The Nana Akufo-Addo government has been able to save the state a whopping amount of GH₵1.9 billion due to the tightening of the public procurement space, which prevented procurement malpractices.
Chief Executive Officer (CEO) of the Public Procurement Authority (PPA), Agyenim Boateng Adjei, who announced this, cited a number of procurement malpractices which the authority uncovered in the processes leading to the saving of the GH₵1.9 billion.
He mentioned a bid tender suppression, complementary bidding and bid tender rotation, which allows competitors to arrange to win contracts in turns, as well as collusion, as some of the malpractices uncovered.
According to him, a number of initiatives have been put in place under his watch to combat procurement fraud.
He noted that the amount of money freed, which would be used to finance other areas of the economy, were carried out within a space of 21 months, between April 2017 and December 2018.
Addressing the media at the Ministry of Information’s Meet the Press Series in Accra yesterday, he said a lot of purpose-driven initiatives have been introduced to enhance value addition to the authority’s operations.
He announced that his outfit has established a Special Procurement Investigation Unit to conduct random investigations into the procurement activities of entities.
Among the anomalies uncovered in the investigations conducted so far are bid and tender rigging, which is collusion among tenderers.
The meeting was to address the nation on some of the programmes and activities of the PPA, as well as other critical issues confronting the PPA as far as its operations and communications with the general public in recent times are concerned.
On the issue of whether the NPP government has gotten rid of sole-sourcing or single sourcing procurement after raising several complaints about the practice during the erstwhile President John Mahama administration, he noted that the concern of NPP at the time was the wanton abuses associated with single sourcing, and not that single sourcing itself should be removed from the law.
He noted that it was impossible for any procurement regime around the world to do away with sole sourcing, adding that the NPP promised to control the abuses of single sourcing under the then Mahama’s administration.
In 2017, he said, there were 420 applications for single sourcing, of which 236 were approved and 184 rejected.
Restrictive tendering in that year, he said, were 372 applications: 174 approved and 198 rejected.
In 2018, single sourcing applications were 511, with 409 approved and 103 rejected.
In the same year, 386 were made for restricted tendering, with 261 approved and 125 rejected.
Initiatives to be rolled out
Mr Adjei announced that the e-Government Procurement System, known as GHANEPS, is currently running live with five procurement entities; namely, the Ghana Health Service, Department of Feeder Roads, Koforidua Technical University, COCOBOD, and Tema Municipal Assembly participating in its pilot.
He also disclosed that in line with recent trends in public procurement reforms, the authority will soon issue guidance on the need for negotiations to establish the ‘Best and Final Offer’ (BAFO) procedures, the Bid Declaration and Gender Mainstreaming Initiatives in Public Procurement.
The BAFO procedure in procurement is a multi-stage procurement process in which an entity invites bidders and proposers that have submitted substantially responsive bids and proposals to submit their best and final offer.
“In fulfilment of Goals 5 and 12 of the Sustainable Development Goals 2030, which seeks to attain Gender Equality and Sustainable Production and Consumption, this initiative will be designed to set aside particular products, services and works for 12 marginalised groups in society in order to promote socially sustainable procurement and development in the country,” he said.
Despite the initiatives to save the country money, Mr Adjei said all is not rosy at the authority as it battles financial challenges.
“As an authority, we are faced with a myriad of challenges as far as our operations are concerned.
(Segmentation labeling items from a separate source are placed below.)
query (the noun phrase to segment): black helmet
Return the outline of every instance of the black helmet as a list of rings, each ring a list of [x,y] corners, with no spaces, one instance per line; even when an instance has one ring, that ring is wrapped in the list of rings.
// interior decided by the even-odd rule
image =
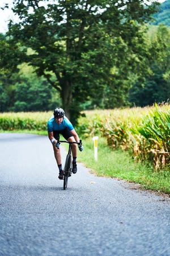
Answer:
[[[53,114],[54,117],[63,117],[65,113],[61,108],[57,108],[54,110]]]

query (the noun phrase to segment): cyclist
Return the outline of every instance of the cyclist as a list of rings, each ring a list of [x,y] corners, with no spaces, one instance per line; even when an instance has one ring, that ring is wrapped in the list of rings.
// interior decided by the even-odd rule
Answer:
[[[60,149],[56,146],[57,138],[60,138],[60,134],[62,134],[68,142],[79,142],[79,138],[75,131],[72,123],[65,115],[64,110],[61,108],[54,109],[53,115],[48,122],[48,137],[51,141],[54,156],[59,169],[58,178],[62,180],[63,177],[63,171],[62,167],[61,156]],[[80,151],[82,151],[83,147],[79,146]],[[71,151],[73,155],[73,174],[76,174],[77,171],[76,167],[76,144],[73,144]]]

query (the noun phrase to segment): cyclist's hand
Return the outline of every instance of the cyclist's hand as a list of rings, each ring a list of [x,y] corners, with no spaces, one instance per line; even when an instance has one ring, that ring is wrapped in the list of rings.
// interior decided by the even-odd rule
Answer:
[[[80,151],[82,151],[84,149],[84,147],[82,145],[79,145],[79,149]]]

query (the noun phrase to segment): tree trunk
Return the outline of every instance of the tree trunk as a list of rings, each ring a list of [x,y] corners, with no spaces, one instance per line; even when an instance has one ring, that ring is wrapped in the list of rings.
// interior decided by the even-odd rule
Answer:
[[[71,109],[73,98],[71,92],[71,83],[68,80],[63,81],[61,86],[61,97],[62,102],[62,108],[64,109],[66,116],[70,119],[71,118]]]

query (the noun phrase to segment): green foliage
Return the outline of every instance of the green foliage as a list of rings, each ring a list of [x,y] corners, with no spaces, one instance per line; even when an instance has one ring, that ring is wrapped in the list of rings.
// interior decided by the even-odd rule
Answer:
[[[52,113],[34,112],[0,114],[0,130],[46,130],[47,121]]]
[[[167,102],[170,97],[170,30],[160,25],[154,34],[151,29],[147,35],[151,73],[143,85],[138,81],[130,89],[128,100],[132,105],[151,106]]]
[[[135,160],[155,170],[169,167],[169,105],[85,112],[79,119],[84,137],[100,134],[113,148],[130,150]]]
[[[164,24],[170,27],[170,0],[166,0],[158,9],[158,13],[154,14],[155,25]]]
[[[59,92],[69,117],[75,109],[73,99],[80,109],[89,97],[99,99],[101,91],[109,98],[107,107],[126,105],[130,74],[142,78],[148,72],[143,26],[159,4],[43,2],[14,2],[20,20],[11,20],[8,35],[11,46],[20,46],[16,52],[22,58],[14,56],[16,65],[24,61],[44,76]]]
[[[124,179],[138,183],[133,185],[134,188],[144,187],[169,193],[169,170],[153,172],[145,163],[134,162],[128,152],[112,150],[107,146],[105,138],[100,137],[97,144],[97,162],[94,160],[94,142],[90,137],[83,140],[84,150],[78,152],[78,158],[97,175]]]

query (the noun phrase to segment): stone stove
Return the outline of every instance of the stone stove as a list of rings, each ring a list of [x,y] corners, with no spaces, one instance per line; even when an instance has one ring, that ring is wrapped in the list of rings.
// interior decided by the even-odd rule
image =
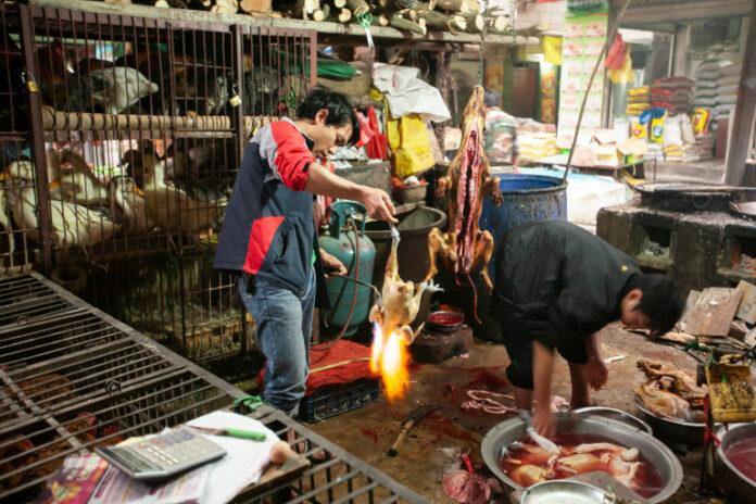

For instance, the lack of funding for our programmes and activities, and the delays experienced with fund releases even where prior approval for government funds have been secured result in delays in programme implementation and the performance of critical regulatory functions.
“The authority has had to depend on donor funds to run most of our programmes within the dictates of the donors’ terms and pace,” he said.
According to him, the allocation to the authority to carry out its regulatory functions has been grossly inadequate over the years.
The GoG’s allocation to the authority to carry out its regulatory functions per Section 3 of the Public Procurement Act 2003, (Act 663), he added, has been grossly inadequate over the years.
“Indeed, it is quite worrying that a regulatory body with a mandate to protect the public purse through effective monitoring of the various procurement processes and procedures to ensure compliance and attainment of value for money could be established without a corresponding statutory fund allocation for its operations,” he lamented.